I consume online media through different apps on different devices (plain browsers, Feedly, Twitter, etc.) and to archive interesting reads for future reference I developed a habit of e-mailing links to myself.
Gmail addresses are great for this purpose since an e-mail sent to firstname.lastname+Links@gmail.com still ends up in the inbox of firstname.lastname@gmail.com. Combining this with Gmail filters allows you to set up a rule so that all e-mails received on your-gmail-address+Links@gmail.com are archived automatically and are assigned a label that you can use to collect all blog posts you want to archive (I use the label Links).
I already collected a couple of hundred links to blog articles, webpages, pdfs, etc. that I feel compelled to do something interesting with (such as topic modelling and automatic summarization).
In this blog article I describe a pipeline that automatically accesses my Gmail account and extracts the readable text from all links I have sent myself over time. Of course I am opening a can of worms here since these e-mails come in lots of different formats and point to different materials:
Here I will use a rule-based approach to distinguish between these different formats.

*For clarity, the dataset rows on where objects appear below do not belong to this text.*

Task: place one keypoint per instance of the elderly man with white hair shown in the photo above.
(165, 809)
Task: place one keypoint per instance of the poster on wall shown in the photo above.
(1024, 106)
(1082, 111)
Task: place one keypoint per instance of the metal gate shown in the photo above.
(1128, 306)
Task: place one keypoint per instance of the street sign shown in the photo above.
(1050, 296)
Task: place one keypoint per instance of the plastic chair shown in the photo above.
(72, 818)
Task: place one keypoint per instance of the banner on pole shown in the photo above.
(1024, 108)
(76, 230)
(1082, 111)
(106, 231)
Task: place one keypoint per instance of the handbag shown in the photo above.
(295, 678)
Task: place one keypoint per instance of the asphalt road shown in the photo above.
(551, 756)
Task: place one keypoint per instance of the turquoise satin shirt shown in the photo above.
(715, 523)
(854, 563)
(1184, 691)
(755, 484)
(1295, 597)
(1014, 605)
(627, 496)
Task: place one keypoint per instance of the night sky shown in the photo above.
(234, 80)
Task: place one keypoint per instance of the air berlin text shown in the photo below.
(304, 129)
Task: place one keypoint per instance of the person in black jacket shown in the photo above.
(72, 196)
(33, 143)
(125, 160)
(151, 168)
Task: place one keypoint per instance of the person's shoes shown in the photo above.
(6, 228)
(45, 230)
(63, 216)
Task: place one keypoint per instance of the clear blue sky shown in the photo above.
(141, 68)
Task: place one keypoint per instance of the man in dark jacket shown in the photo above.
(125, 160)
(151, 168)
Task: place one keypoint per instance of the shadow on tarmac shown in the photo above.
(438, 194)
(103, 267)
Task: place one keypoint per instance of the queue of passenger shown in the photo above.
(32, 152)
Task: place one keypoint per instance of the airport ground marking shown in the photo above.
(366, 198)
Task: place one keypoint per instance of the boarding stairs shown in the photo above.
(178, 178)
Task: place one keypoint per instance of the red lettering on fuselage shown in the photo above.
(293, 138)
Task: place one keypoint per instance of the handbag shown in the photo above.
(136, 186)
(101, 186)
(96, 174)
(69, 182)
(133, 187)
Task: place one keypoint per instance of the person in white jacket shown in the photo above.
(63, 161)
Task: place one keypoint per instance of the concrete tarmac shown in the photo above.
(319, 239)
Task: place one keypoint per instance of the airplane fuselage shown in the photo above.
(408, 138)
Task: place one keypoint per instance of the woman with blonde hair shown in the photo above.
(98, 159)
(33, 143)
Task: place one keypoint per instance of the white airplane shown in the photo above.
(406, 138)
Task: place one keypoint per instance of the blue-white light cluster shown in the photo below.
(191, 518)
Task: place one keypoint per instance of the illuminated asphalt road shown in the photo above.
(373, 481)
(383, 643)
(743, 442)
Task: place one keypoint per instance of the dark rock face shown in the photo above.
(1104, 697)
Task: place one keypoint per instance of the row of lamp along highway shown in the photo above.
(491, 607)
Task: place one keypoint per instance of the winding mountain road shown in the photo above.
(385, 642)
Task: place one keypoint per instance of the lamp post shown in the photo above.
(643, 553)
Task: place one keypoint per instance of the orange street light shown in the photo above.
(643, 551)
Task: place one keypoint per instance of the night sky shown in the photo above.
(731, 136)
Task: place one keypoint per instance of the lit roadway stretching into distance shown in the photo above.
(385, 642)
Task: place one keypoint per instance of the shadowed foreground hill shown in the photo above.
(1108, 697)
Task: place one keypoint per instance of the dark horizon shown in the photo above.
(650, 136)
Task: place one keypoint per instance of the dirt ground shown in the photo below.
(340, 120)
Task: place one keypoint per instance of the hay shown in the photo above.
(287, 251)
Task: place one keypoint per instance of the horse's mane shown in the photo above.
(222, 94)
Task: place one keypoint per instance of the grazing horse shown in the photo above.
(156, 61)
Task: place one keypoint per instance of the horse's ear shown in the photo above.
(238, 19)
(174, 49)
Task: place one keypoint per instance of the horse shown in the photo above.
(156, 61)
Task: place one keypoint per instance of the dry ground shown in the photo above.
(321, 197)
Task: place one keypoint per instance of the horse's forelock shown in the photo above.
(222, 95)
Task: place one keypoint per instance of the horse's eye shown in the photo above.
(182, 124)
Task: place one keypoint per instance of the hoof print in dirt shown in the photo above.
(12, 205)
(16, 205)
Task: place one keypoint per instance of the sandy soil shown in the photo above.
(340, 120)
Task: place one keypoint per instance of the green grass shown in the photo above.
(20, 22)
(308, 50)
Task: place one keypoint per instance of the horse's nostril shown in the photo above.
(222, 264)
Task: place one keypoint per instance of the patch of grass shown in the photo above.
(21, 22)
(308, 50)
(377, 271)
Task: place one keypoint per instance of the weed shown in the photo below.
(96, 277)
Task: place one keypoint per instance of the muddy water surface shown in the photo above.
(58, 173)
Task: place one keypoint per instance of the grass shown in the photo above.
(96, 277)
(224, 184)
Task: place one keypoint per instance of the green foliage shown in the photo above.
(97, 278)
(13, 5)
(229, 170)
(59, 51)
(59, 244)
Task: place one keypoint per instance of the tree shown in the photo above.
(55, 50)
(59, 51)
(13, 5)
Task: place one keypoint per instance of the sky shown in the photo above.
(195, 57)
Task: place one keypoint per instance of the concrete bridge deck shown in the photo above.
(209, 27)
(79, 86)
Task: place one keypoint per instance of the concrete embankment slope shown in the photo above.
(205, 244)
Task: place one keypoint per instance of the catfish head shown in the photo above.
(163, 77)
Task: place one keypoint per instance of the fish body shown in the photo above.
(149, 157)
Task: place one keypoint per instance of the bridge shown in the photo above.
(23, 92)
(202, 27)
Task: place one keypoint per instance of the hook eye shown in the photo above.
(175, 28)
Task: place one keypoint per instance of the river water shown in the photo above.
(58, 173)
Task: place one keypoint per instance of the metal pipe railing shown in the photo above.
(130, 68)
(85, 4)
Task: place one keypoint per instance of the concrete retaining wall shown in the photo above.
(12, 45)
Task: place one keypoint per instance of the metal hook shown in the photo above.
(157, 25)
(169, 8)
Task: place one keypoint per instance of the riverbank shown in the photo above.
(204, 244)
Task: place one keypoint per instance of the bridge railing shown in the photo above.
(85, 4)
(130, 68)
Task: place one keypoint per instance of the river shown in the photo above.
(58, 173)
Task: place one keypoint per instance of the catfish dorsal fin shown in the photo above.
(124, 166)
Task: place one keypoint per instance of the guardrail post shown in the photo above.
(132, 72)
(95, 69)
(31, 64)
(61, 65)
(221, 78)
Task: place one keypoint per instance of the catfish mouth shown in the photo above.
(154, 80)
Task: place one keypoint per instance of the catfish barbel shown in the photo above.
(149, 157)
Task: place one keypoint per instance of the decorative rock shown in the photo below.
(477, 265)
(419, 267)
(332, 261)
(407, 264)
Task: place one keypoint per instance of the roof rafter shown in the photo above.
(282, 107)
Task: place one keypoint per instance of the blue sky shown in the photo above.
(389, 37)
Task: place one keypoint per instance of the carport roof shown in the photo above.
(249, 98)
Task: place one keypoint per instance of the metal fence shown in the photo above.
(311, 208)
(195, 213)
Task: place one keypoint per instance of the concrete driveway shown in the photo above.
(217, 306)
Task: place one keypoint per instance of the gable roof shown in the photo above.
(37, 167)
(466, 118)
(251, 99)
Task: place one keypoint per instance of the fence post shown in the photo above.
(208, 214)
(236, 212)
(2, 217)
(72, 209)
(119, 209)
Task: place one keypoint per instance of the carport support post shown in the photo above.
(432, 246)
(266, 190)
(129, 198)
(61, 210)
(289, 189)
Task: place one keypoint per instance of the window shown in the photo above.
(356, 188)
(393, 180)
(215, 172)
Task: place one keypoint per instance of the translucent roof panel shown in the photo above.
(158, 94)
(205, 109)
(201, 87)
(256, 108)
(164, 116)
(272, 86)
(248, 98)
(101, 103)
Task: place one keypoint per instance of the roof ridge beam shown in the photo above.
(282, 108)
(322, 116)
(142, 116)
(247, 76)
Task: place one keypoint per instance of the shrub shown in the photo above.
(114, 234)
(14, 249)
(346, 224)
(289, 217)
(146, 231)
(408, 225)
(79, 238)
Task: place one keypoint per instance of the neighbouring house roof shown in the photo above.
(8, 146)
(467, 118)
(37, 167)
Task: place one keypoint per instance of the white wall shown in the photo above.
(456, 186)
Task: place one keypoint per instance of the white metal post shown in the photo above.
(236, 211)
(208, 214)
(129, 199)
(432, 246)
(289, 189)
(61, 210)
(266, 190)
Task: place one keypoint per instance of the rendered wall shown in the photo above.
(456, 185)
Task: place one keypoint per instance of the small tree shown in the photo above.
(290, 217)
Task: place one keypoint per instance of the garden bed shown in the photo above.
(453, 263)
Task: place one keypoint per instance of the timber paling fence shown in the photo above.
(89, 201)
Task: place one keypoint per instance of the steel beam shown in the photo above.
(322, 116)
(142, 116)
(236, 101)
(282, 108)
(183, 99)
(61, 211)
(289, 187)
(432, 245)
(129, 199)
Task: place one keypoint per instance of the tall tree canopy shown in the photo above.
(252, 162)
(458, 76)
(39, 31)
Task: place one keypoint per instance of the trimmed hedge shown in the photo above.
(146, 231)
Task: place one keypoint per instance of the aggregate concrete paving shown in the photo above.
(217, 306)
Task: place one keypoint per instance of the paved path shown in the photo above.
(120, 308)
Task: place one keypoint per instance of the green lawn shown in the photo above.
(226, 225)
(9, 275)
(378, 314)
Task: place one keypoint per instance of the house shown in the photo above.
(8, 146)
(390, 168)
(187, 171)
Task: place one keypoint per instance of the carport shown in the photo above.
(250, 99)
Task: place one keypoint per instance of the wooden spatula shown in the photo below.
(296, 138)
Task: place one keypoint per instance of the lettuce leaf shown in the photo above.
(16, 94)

These are the Python imports I will need throughout the pipeline:
import httplib2
from apiclient.discovery import build
from oauth2client.client import flow_from_clientsecrets
from oauth2client.file import Storage
from oauth2client.tools import run
import base64
import re
import requests
from lxml import etree
from StringIO import StringIO
import itertools as it
import urllib2
from pdfminer.pdfinterp import PDFResourceManager, PDFPageInterpreter
from pdfminer.converter import TextConverter
from pdfminer.layout import LAParams
from pdfminer.pdfpage import PDFPage
from cStringIO import StringIO
from collections import defaultdict
from lxml.etree import fromstring
import sqlite3
from datetime import datetime
import zlib
Google offer an API to many of their services including Gmail. The free of charge quota of the Gmail API is very generous and you will essentially not need to worry about going over the free allowance.
To access Gmail through Python you need to followe the steps outlined here here (all steps assume that you are logged into your Gmail account in the browser):
Get the Google API Python package
pip install google-api-python-client
and the following code (source) will
connect to the Gmail API and expose an API resource object pointed to by gmail_service
.
# Path to the client_secret.json file downloaded from the Developer Console
CLIENT_SECRET_FILE = 'client_secret.json'
# Check https://developers.google.com/gmail/api/auth/scopes for all available scopes
OAUTH_SCOPE = 'https://www.googleapis.com/auth/gmail.readonly'
# Location of the credentials storage file
STORAGE = Storage('gmail.storage')
# Start the OAuth flow to retrieve credentials
flow = flow_from_clientsecrets(CLIENT_SECRET_FILE, scope=OAUTH_SCOPE)
http = httplib2.Http()
# Try to retrieve credentials from storage or run the flow to generate them
credentials = STORAGE.get()
if credentials is None or credentials.invalid:
credentials = run(flow, STORAGE, http=http)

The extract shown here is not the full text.